AdministratorDecember 4, 2019 at 10:44 am
So happy that you articulated that you’re referencing a solution to a system of equations. I was initially thinking “the solution to a problem” (in general).
I’m definitely of the thinking that students need experiences to build their expertise and flexibility with a concept and emerging strategies.
I wonder if bulding the understanding of “solution” in the area of systems of equations could be built off of context.
In other words, let’s build on what we know “solution” to mean for all of the math problems we’ve encountered throughout our experience.
- There are 2 apples. Sonya buys 3 more apples. How many apples are there in total?
- There are 3 boxes with 12 donuts in each. How many donuts are there?
- There are 84 donuts total in 7 identical boxes. How many donuts are in 3 boxes?
- and many more…
In the above, students could probably articulate that the “solution” is the answer to the question.
When we start solving systems of equations, our definition of “solution” becomes more precise. It isn’t the answer to ANY problem, but more specific problems like this one:
- In my class, you can buy-out of a detention for $105 plus $6.25 per detention, while in Jon’s class he charges $21.50 per detention. How many detentions would you need to get so that the cost to buy-out is the same from both teachers?

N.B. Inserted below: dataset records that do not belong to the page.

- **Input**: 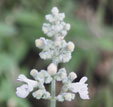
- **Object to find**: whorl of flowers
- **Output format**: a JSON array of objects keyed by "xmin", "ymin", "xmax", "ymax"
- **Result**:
[{"xmin": 16, "ymin": 7, "xmax": 89, "ymax": 102}]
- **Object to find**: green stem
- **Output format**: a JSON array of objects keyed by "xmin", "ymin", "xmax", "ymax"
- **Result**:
[{"xmin": 50, "ymin": 79, "xmax": 56, "ymax": 107}]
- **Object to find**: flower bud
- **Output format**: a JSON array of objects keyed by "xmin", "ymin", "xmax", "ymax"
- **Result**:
[
  {"xmin": 67, "ymin": 42, "xmax": 75, "ymax": 52},
  {"xmin": 47, "ymin": 63, "xmax": 57, "ymax": 76},
  {"xmin": 35, "ymin": 39, "xmax": 44, "ymax": 48},
  {"xmin": 33, "ymin": 89, "xmax": 43, "ymax": 99},
  {"xmin": 61, "ymin": 72, "xmax": 67, "ymax": 79},
  {"xmin": 42, "ymin": 27, "xmax": 48, "ymax": 34},
  {"xmin": 64, "ymin": 93, "xmax": 72, "ymax": 101},
  {"xmin": 30, "ymin": 69, "xmax": 38, "ymax": 78},
  {"xmin": 51, "ymin": 7, "xmax": 59, "ymax": 15},
  {"xmin": 69, "ymin": 72, "xmax": 77, "ymax": 81},
  {"xmin": 65, "ymin": 24, "xmax": 71, "ymax": 30}
]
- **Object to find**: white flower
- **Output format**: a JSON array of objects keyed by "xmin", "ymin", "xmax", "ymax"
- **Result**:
[
  {"xmin": 56, "ymin": 95, "xmax": 64, "ymax": 102},
  {"xmin": 58, "ymin": 13, "xmax": 65, "ymax": 21},
  {"xmin": 47, "ymin": 63, "xmax": 57, "ymax": 76},
  {"xmin": 16, "ymin": 84, "xmax": 30, "ymax": 98},
  {"xmin": 65, "ymin": 24, "xmax": 71, "ymax": 31},
  {"xmin": 30, "ymin": 69, "xmax": 38, "ymax": 79},
  {"xmin": 51, "ymin": 7, "xmax": 59, "ymax": 15},
  {"xmin": 68, "ymin": 72, "xmax": 77, "ymax": 81},
  {"xmin": 45, "ymin": 14, "xmax": 55, "ymax": 22},
  {"xmin": 70, "ymin": 77, "xmax": 89, "ymax": 99},
  {"xmin": 16, "ymin": 74, "xmax": 38, "ymax": 98},
  {"xmin": 55, "ymin": 68, "xmax": 67, "ymax": 81},
  {"xmin": 64, "ymin": 93, "xmax": 75, "ymax": 101},
  {"xmin": 32, "ymin": 89, "xmax": 51, "ymax": 99},
  {"xmin": 67, "ymin": 42, "xmax": 75, "ymax": 52},
  {"xmin": 35, "ymin": 37, "xmax": 46, "ymax": 48},
  {"xmin": 32, "ymin": 89, "xmax": 44, "ymax": 99}
]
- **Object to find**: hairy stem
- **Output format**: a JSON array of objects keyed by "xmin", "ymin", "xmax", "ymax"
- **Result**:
[{"xmin": 50, "ymin": 79, "xmax": 56, "ymax": 107}]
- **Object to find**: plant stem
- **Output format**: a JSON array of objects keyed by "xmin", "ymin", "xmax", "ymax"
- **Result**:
[{"xmin": 50, "ymin": 78, "xmax": 56, "ymax": 107}]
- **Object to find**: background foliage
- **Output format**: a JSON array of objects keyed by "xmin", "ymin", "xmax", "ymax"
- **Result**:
[{"xmin": 0, "ymin": 0, "xmax": 113, "ymax": 107}]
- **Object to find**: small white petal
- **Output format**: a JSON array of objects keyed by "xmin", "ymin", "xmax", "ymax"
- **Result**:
[
  {"xmin": 47, "ymin": 63, "xmax": 57, "ymax": 75},
  {"xmin": 80, "ymin": 76, "xmax": 88, "ymax": 83},
  {"xmin": 16, "ymin": 84, "xmax": 30, "ymax": 98},
  {"xmin": 51, "ymin": 7, "xmax": 59, "ymax": 15}
]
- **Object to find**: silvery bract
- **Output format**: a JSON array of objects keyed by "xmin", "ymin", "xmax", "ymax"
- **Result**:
[{"xmin": 16, "ymin": 7, "xmax": 89, "ymax": 102}]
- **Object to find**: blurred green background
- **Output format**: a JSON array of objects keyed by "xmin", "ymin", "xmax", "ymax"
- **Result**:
[{"xmin": 0, "ymin": 0, "xmax": 113, "ymax": 107}]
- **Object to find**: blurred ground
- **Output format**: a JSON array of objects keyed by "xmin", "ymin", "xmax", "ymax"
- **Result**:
[{"xmin": 0, "ymin": 0, "xmax": 113, "ymax": 107}]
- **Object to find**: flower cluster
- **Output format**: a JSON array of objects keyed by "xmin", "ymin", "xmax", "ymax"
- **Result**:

I wonder if you were to do a bunch of exploration (sounds like you already have) of systems of equations and then give students different systems with different question “types” and basically see if they can land on the really important information that helps them answer all of those problems… Could they land on the really important “part” is where the equations are equivalent. Revealing the point of intersection “unlocks” the problem to help you solve pretty much any question that could be asked.
Any thoughts on this?